Si la gente popular, y más todavía los pobres, se sintieran aceptados y respetados por una masa crítica de la ciudadanía, y en particular de los que nos llamamos cristianos, no necesitarían tan perentoriamente el reconocimiento del Presidente y lo mirarían como al jefe de Estado que debe ser juzgado únicamente por su gestión.
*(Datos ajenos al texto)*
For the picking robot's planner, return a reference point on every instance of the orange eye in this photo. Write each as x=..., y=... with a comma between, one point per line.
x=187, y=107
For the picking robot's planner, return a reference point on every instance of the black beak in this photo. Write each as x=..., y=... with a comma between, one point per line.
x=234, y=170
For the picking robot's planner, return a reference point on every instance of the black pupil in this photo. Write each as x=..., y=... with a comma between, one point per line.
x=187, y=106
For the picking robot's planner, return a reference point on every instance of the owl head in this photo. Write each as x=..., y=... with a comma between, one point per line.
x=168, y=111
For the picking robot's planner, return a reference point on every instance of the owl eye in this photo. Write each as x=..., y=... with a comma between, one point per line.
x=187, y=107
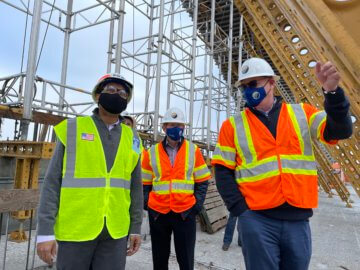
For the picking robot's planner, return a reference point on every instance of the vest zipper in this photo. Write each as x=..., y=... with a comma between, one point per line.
x=107, y=190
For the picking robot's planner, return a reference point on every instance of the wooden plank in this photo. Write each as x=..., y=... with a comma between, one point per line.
x=213, y=199
x=18, y=199
x=217, y=225
x=217, y=213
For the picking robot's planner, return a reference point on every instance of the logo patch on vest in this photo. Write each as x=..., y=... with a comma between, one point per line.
x=87, y=137
x=136, y=145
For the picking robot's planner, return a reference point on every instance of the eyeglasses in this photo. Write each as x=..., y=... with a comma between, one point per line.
x=252, y=84
x=112, y=90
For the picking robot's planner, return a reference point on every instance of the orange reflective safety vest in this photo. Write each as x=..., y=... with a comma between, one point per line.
x=173, y=186
x=272, y=171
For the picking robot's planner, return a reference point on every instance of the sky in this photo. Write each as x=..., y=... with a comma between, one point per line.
x=87, y=54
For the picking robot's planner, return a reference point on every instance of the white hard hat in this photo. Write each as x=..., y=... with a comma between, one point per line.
x=174, y=115
x=256, y=67
x=112, y=77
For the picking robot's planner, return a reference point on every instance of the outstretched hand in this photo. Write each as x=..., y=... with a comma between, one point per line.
x=327, y=75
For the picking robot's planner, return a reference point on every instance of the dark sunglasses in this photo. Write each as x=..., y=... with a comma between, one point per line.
x=252, y=84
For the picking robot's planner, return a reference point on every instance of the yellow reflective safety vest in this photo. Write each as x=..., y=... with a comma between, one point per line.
x=89, y=193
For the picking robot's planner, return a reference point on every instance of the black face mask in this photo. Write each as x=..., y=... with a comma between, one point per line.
x=112, y=103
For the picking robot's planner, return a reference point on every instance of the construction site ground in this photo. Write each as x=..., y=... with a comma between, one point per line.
x=335, y=235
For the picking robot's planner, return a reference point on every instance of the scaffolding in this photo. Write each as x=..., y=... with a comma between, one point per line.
x=189, y=62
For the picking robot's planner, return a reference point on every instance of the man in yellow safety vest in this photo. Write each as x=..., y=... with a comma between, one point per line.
x=91, y=201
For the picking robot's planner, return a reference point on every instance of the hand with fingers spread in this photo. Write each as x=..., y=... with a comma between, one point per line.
x=327, y=75
x=134, y=245
x=47, y=251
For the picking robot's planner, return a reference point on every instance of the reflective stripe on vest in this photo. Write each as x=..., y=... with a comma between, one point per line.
x=69, y=181
x=225, y=153
x=244, y=140
x=252, y=170
x=146, y=175
x=176, y=185
x=201, y=171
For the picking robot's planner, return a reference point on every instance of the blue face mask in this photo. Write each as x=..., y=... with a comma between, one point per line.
x=175, y=133
x=254, y=95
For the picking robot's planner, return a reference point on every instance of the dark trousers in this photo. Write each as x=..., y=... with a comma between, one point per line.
x=271, y=244
x=184, y=231
x=103, y=253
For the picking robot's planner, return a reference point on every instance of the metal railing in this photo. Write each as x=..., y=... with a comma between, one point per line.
x=18, y=255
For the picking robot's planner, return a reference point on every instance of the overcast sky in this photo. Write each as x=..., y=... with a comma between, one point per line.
x=87, y=55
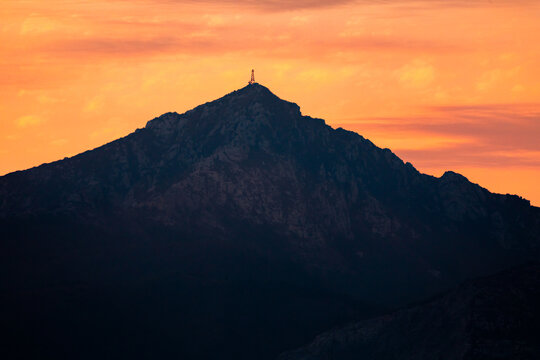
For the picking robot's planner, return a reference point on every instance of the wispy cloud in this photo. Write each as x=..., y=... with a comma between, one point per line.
x=470, y=135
Mientras se mantenga ese vacío de aceptación, estima y comunión, tiene sentido que los pobres lo llenen con su adhesión al Presidente que de muchos modos les manifiesta su amor. Es verdad que se puede dudar de la autenticidad de esa actitud porque engendra dependencia clientelar. Es verdad que el Presidente no cumple lo que pide el concilio: ayudar a los pobres “para que puedan ayudarse por sí mismos” (GS 691). Pero mientras otros no lo hagan mejor, ellos seguirán con él. Es una ceguera criticar cuando quien critica contribuye a lo que critica.
Si los católicos venezolanos, empezando por la institución eclesiástica, no nos empeñamos en actuar a fondo las relaciones horizontales y mutuas que nos caracterizan como cristianos y como Iglesia, y si en esas relaciones no privilegiamos a los pobres, sirviéndolos horizontalmente, no ayudamos a construir una alternativa superadora a la situación y seguiremos fomentando o el individualismo insolidario o el corporativismo igualmente cerrado sobre sí y no la solidaridad desde el privilegio de los pobres, desde la organizaciones de base y desde la alianza de los sectores profesionales con el pueblo en el seno del propio pueblo para beneficio de ambos. Ése es el camino que nos pide Dios.